@Mike,
I'm actually curious about this issue. There would be trade offs, but I think a shorter integration (if they have the ability to even do so) might actually create a more stable image. Just hear me out...
So basically one thing I notice in particular, and you clearly identified, is a thermal drift. I'm chalking it up to low capacity pixels. The sensor heats up, but the pixel drifts a lot because it appears to change temperature quickly. So we see these blocks of various temperature differences, and I consider this noise as most would. A shorter integration time should decrease the thermal drift.

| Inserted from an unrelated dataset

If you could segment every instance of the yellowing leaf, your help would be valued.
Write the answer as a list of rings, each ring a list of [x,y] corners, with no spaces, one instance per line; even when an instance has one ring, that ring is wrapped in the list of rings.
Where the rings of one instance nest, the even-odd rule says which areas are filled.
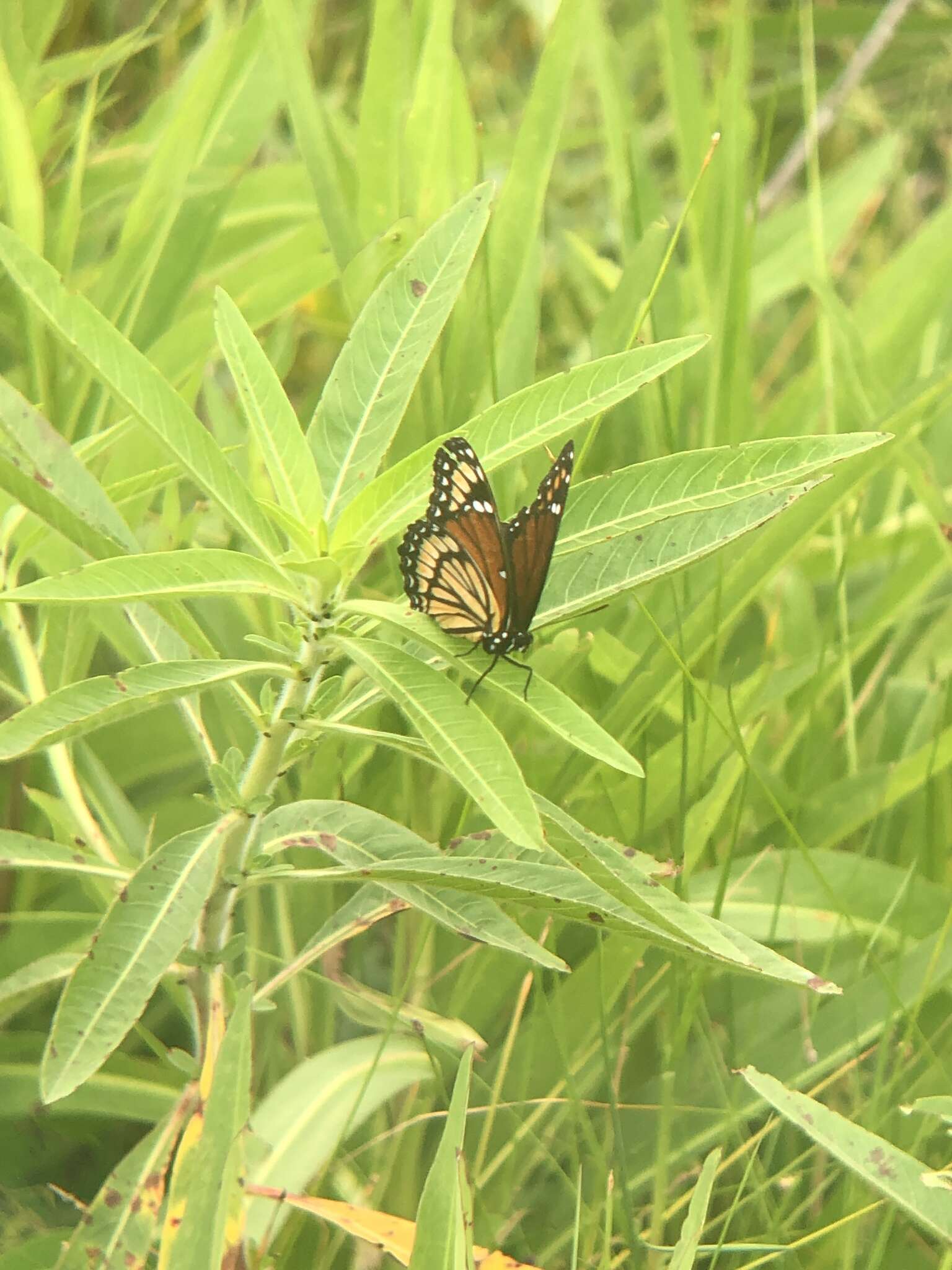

Less time running power through the pixel, less time to produce heat, and thus less swing in pixel temp. Of course, you pointed out that this would also mean less time to heat the pixel from radiation. There's a trade off. But then you get more frames per average, reducing the noise floor and further reducing pixel drift of the signal. Also, better alignment of pixels per frame, so signal has a better shot at a averaging into the dataset. Remember most of the time the field of view isn't static. Even a slight shake of the hand will still throw off the average, blurring edges and lines, allowing random noise to outweigh the signal. As long as there is a measurable signal per frame, above the read noise, it should improve the image quality. It might reduce the minimum tempereture the sensor can detect. This is another trade off.
But hey, I'm just messing with the idea. I'm sure there is a flaw to this. I'm obviously missing a crucial part, otherwise I'd think they would have already done this. Or perhaps they already are taking the shortest integration they can. Maybe you are right, maybe the sensor is already at the limits of what can be done for the signal.